FDI is investment which occurs directly across national boundaries. It means when firm of one country buys a controlling investment in firm of another country or where a firm sets up its branch in another country. A firm that engages itself in FDI becomes a multinational enterprise (MNE).
Foreign Direct Investment (FDI) is important because it gives facility to make investments in long-term profits which are in long-term projects working in other countries. The investment is done directly by foreign investors which can be any company or a group of persons who are looking for power in excess of the foreign ventures. It is also a major source of finance where the country can obtain finance from other countries to develop itself. f.
Recently, the government announces that the retail sector is partially opened for FDI. It means the foreign investors who are interested in Indian markets can invest up to 51% in multi brand retail and 74% FDI in single-brand retail. The government decision divided experts on the problem and on its prospects. Some says the decision will decrease opportunities, and will result in wipe out of local stores. The optimists, on the other hand, have seen decision as a large range of opportunities for farm products and more opportunities for the unemployed.
FDI provide benefits to small farmers by working together to form producer companies which will directly work with corporations to get higher revenues, or small farmers must willingly move into the new jobs directly or indirectly created by FDI in sectors such as retail, food processing and supporting industries.
The FDI offers a foreign capital and funds. It also extends an economy of a particular country where the investment is being made. It permits the move of highly developed technologies from developed countries to developing countries which helps in creating fresh jobs in a particular country and in turn the salary of the employee increases. The country where investment is done increases its human capital resource. It also brings new skills in a country & possibility of innovative research increases which helps in the growth of the country.

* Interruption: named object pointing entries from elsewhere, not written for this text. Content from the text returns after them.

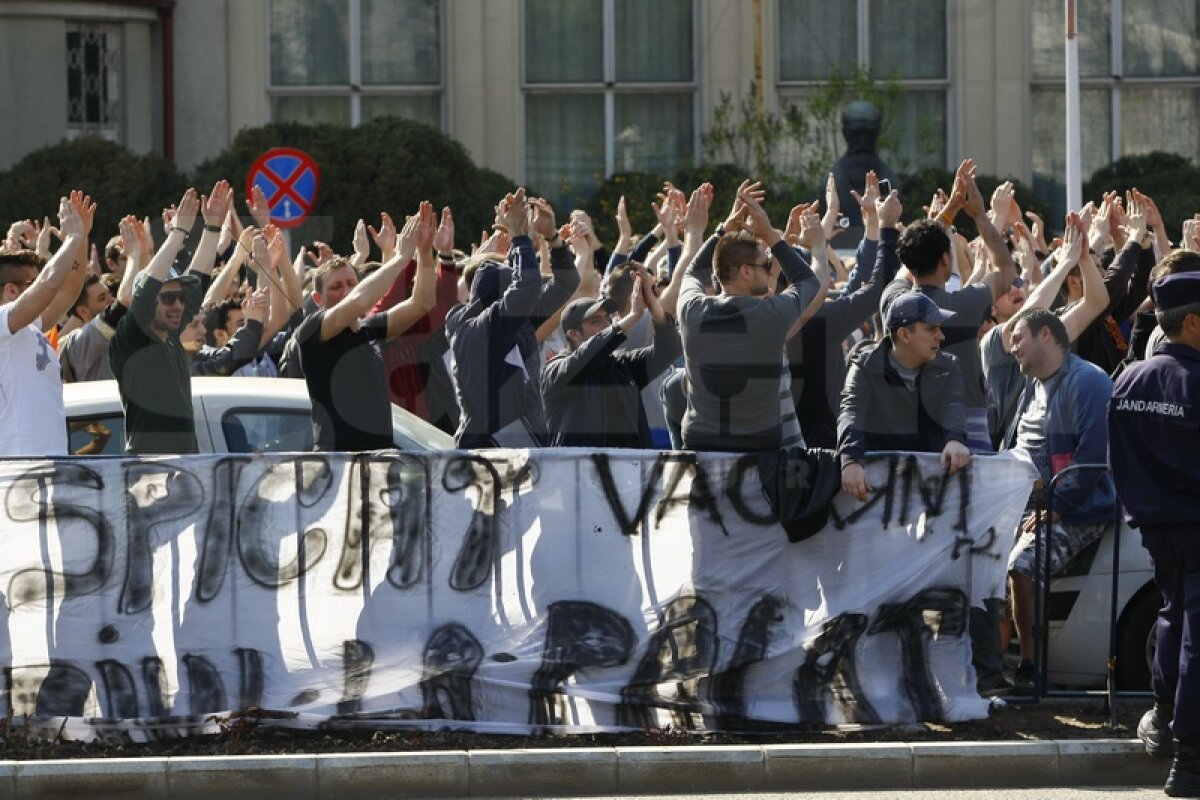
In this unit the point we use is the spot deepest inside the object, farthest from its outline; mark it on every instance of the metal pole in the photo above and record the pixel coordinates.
(1073, 149)
(1113, 619)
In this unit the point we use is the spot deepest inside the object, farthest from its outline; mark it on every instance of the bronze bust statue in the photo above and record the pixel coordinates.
(861, 125)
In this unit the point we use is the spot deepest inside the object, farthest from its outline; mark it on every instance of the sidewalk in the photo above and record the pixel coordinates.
(599, 770)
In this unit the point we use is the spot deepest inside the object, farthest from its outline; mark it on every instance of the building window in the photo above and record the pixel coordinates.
(94, 80)
(820, 40)
(349, 61)
(610, 85)
(1139, 65)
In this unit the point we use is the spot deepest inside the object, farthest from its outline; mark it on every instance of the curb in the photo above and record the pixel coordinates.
(598, 770)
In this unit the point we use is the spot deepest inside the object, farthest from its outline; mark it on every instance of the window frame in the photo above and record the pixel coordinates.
(1113, 83)
(789, 89)
(355, 90)
(610, 88)
(114, 130)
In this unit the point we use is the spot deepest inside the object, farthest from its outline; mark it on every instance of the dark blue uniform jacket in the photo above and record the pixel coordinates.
(1155, 438)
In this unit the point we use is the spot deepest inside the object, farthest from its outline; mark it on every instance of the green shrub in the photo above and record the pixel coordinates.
(917, 191)
(118, 180)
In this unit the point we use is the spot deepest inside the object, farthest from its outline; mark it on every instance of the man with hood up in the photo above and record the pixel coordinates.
(497, 362)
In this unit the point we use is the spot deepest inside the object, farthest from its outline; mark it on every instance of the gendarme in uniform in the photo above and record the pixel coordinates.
(1155, 456)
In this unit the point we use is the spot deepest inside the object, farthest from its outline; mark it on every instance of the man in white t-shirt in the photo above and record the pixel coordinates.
(33, 420)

Now, global retailers are willing to sell their products by setting their own branch or franchises in another country which will again attract foreign capital along with better quality products in a large variety and advance services for the consumers and even consumers will get access of some global brands. This will in turn increase competition in the country and expands manufacturing units. To stand in a market, these global retailers have to lower their prices of foreign goods which need them to set up their manufacturing units locally or to handover the production assignments to domestic manufacturers on their specifications which brings a large number of employments in the country.
All this opportunities make, the Indian retail market a real happening place in the days ahead while at the same time it will be offering immense business opportunities and growth to the domestic entrepreneurs. In result, the Indian market will become the part of the global market.